ÖZEL SEKTÖR DE YATIRIM YAPIYOR
Özel sektörün de elini artık taşın altına koyduğu görülüyor. Sözleşmeli tarım yapan büyük şirketlerin çiftçi eğitim ve destek programları, teknolojinin hızla üretim saflarında kullanımını destekliyor. Halihazırda PepsiCo, Migros gibi birçok şirket bu alanda anlaşmalı oldukları çiftçilere destek sağlıyor.
Vodafone Türkiye ve tarım teknolojileri şirketi TABİT ortaklığıyla Aydın'da kurulan 'Vodafone Akıllı Köyü'nde sulama, bitkisel ve hayvansal üretim maliyetlerinin en az yüzde 10 düşürülmesi hedefiyle dijital tarım uygulamaları teşvik ediliyor. 'Vodafone Dijital Tarım' uygulaması ise kullanıcılarına meteorolojik bilgi sunuyor, sulama ve gübreleme miktarı konusunda tavsiyelerde bulunuyor. Bir nesnelerin interneti uygulaması olan Turkcell Filiz ise gerçek zamanlı toprak ve hava ölçüm cihazlarıyla çiftçiye sulama, gübreleme ve ilaçlama konularında anlık bilgi sağladığı gibi, gerektiğinde uzman ziraat mühendisleriyle uzaktan danışmanlık hizmeti sunuyor. Türk Telekom ise ekili alanlar, seralar, su kaynakları ve canlı hayvan varlıklarının anlık takibi hizmetleri sağlıyor. Doktar, nesnelerin interneti, uydu verileri, büyük veri ve makine öğrenmesi ile çiftçilere dijital toprak analizinden, dijital haşere ve zararlı kontrolüne, ziraat mühendisi destek hattından anlık uydu verilerine kadar geniş bir yelpazede hizmet sunuyor. Tarım ve Sensör Sistemleri (TARSENS) uzak kızılötesi, termal ve multispektral kameralar ile bitkilerin gelişim ve sağlığını takip eden sensörler geliştirdi. STM Savunma Teknolojileri tarafından geliştirilmiş olan LAGARİ uydusu; sahada taktik görüntü ihtiyacının yakın gerçek zamanlı karşılanması, genel haritalama, orman ve bitki örtüsünün takibi, tarım alanlarının incelenmesi, afet takibi gibi amaçlara yönelik olarak görev yapacak keşif gözetleme takım uydu sisteminin ilk uydusu olma özelliğini taşıyor.

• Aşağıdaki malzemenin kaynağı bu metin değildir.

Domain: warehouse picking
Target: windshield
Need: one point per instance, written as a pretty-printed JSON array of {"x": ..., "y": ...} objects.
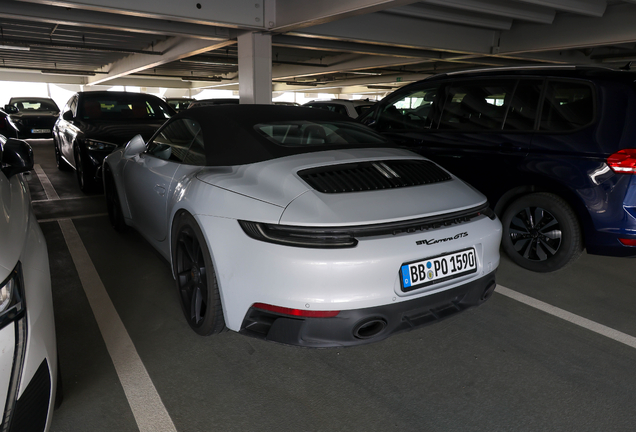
[
  {"x": 123, "y": 107},
  {"x": 307, "y": 133},
  {"x": 35, "y": 105}
]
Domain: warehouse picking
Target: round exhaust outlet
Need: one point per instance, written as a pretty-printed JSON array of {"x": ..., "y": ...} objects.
[{"x": 369, "y": 328}]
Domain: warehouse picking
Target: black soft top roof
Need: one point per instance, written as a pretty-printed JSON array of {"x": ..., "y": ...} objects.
[{"x": 231, "y": 139}]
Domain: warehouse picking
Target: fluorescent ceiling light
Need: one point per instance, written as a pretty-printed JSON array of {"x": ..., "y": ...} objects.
[
  {"x": 66, "y": 72},
  {"x": 14, "y": 47},
  {"x": 195, "y": 78}
]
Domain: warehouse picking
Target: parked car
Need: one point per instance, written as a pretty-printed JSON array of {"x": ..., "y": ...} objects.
[
  {"x": 301, "y": 226},
  {"x": 179, "y": 104},
  {"x": 350, "y": 108},
  {"x": 28, "y": 355},
  {"x": 211, "y": 102},
  {"x": 552, "y": 148},
  {"x": 7, "y": 129},
  {"x": 93, "y": 124},
  {"x": 32, "y": 117}
]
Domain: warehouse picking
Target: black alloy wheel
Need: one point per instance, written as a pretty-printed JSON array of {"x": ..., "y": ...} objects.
[
  {"x": 541, "y": 232},
  {"x": 196, "y": 278},
  {"x": 115, "y": 214}
]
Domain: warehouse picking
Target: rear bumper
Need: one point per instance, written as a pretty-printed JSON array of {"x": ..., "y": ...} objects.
[{"x": 360, "y": 326}]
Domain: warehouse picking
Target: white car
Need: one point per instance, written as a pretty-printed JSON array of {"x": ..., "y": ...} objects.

HOLDİNGLERİN 360 DERECELİK YAKLAŞIMI
Büyük holdinglerin de ana iş kollarının yanı sıra tarım ve hayvancılık yatırımları yaptığı görülüyor. Bu yatırımların temelinde aslında Paris İklim Anlaşması ve Avrupa Yeşil Mutabakatı'nın izlerini görmek mümkün. Çünkü belirlenen hedefler, karbon emisyonu sınırlamaları gibi yeni meydan okumalarla başa çıkmak o kadar kolay değil. Bu nedenle fırsatları değerlendirmek isteyen büyük sermayenin devreye girerek yatırımlar yapmaya başladığını görüyoruz. Tarım yatırımı yapan şirketlerin bir bacağının enerji olması artık kimseyi şaşırtmıyor. Çünkü tarımda karbon salımı kullanılan enerji ile doğrudan bağlantılı. Tekfen Tarım, Alarko Tarım gibi şirketlerin gübrelemeden enerjiye, üretimde kalite artışından verimliliğe kadar farklı stratejilerle pek çok bileşeni bir araya getiren büyük yatırımlar yaptığı görünüyor.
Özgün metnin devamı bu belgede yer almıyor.